No processo, o criminalista é tratado como uma espécie de relações-públicas do
grupo no tráfico internacional de drogas. “Embora
seja advogado, há, nos autos, provas suficientes de que realiza atividades que
transcendem o exercício da advocacia”, diz a denúncia do Ministério Público.
Curiosamente,
Hage é defendido na ação por Wellington Corrêa da Costa Júnior, um dos mais
antigos defensores de Beira-Mar, que também já figurou no rol de culpados. Ele
e o advogado Lydio da Hora, seu sócio em um escritório de advocacia no Rio,
foram presos em flagrante em novembro de 2004, quando pagavam R$ 100 mil em
espécie a policiais federais para impedir a prisão de Marcos José Monteiro
Carneiro, então tesoureiro da quadrilha. Condenado
inicialmente a dez anos de prisão, Wellington conseguiu a redução em um terço
e, depois, a prescrição de seu crime. Não deixou de advogar. Foi exatamente
Hage, que agora é réu na Operação Epístola, quem o defendeu na ocasião. Lydio
da Hora, que já morreu, também foi condenado por tentar subornar os policiais,
e conseguiu a prescrição do crime em razão da idade. Os dois constam como donos
de dois postos de gasolina em Itaguaí e Campo Grande, na Zona Oeste. A irmã de
Beira-Mar, Alessandra da Costa Portella Vanderlei, é outra que esteve presa.

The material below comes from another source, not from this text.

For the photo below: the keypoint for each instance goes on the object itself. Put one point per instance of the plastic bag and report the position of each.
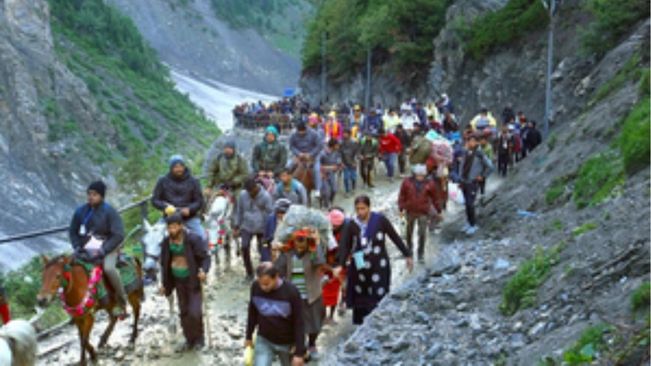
(455, 194)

Foi indiciada por lavagem de dinheiro em Rondônia, mas continua em situação
regular na OAB. Ela foi acusada de comandar, com a mulher de Beira-Mar,
Jacqueline Moraes da Costa, a administração dos bens do traficante que estão em
nome de laranjas.
Segundo o
MPF, o advogado Eliseu dos Santos Paulino também participa da hierarquia da
quadrilha. Ele foi identificado pelo setor de inteligência da Penitenciária de
Porto Velho como o Doutor Tamandaré, homem de confiança, responsável pela
comunicação do bandido com o núcleo duro da facção criminosa e pela articulação
entre os laranjas do bando para a lavagem de dinheiro.
Flagrante.
Lydio da Hora (à esquerda) e Costa Júnior: entrega de dinheiro a bando -
Reprodução de TV
Em todas
as passagens de Beira-Mar por unidades federais nos últimos 11 anos, os radares
da Polícia Federal e do Departamento Penitenciário Nacional (Depen)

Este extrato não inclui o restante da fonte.